What largely escaped attention when the KwaZulu Code changed the legal status of women was the enactment, in the context of the growing liberation momentum, of new, extremely repressive, policing powers for chiefs..  Unsurprisingly a number of these leaders were deeply implicated in political violence and earned reputations as warlords.


Apartheid continued and refined the politicisation of chiefship, with those who opposed the status quo either being removed from office or not allowed to succeed to it in the first place. Chiefs wielded great power over their disenfranchised subjects, including through controlling their movement into ‘white’ areas to seek work. The post 1994 government could have depoliticised traditional leadership, as had other post-independent African countries (Swaziland being an exception) In Botswana, e.g. one cannot be both a political incumbent and a chief. Most African countries confine chiefly activities to ceremonial and input on development. However, instead of removing traditional leadership from the sphere of party politics, the ANC has sought to win over IFP supporting leaders in KZN, including through patronage.


The degree of community support for traditional leaders depends on whether they are seen to be acting in the interests of their constituencies (patronage also helps). Some are still widely feared. Some break the law with impunity, including by removing people from their ancestral land.  Action is not taken against errant chiefs. One leader, whose involvement in horrific violence is well known, continues to break the law with impunity : His recent transgressions include being in contempt of court, perjury, and making a false declaration to the legislature. The MEC responsible for ensuring that leaders comply with the law does not even respond to letters pointing out breaches of governing legislation.

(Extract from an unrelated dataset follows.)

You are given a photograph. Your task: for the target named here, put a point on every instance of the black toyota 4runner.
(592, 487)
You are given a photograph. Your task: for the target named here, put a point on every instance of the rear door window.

How can traditional leaders act impartially when they are caught up in party political battles? Or when they themselves are accused of complicity in ukuthwala (abduction of young women or girls)? What sort of treatment would they meet out to gays given that a representative body (CONTRALESA) wants constitutional amendments regarding sexual orientation?  Totally unacceptable provisions of the legislation include allowing chiefs to hear minor criminal cases, the ban on legal representation, and limitations on the right to appeal. It is completely contrary to the human rights ethos of our Constitution that rural residents should be obliged to submit to the type of travesty of justice envisaged by this legislation. Under no circumstances should traditional leaders be given any more powers than they already posses.   While credible leaders can play a valuable role in mediating minor civil disputes this service should be optional for those who wish to use it, and should not exclude appeal to a properly constituted court. The ends of promoting peace and harmony in rural communities would be far better served by removing leaders from the sphere of party politics than increasing their judicial powers.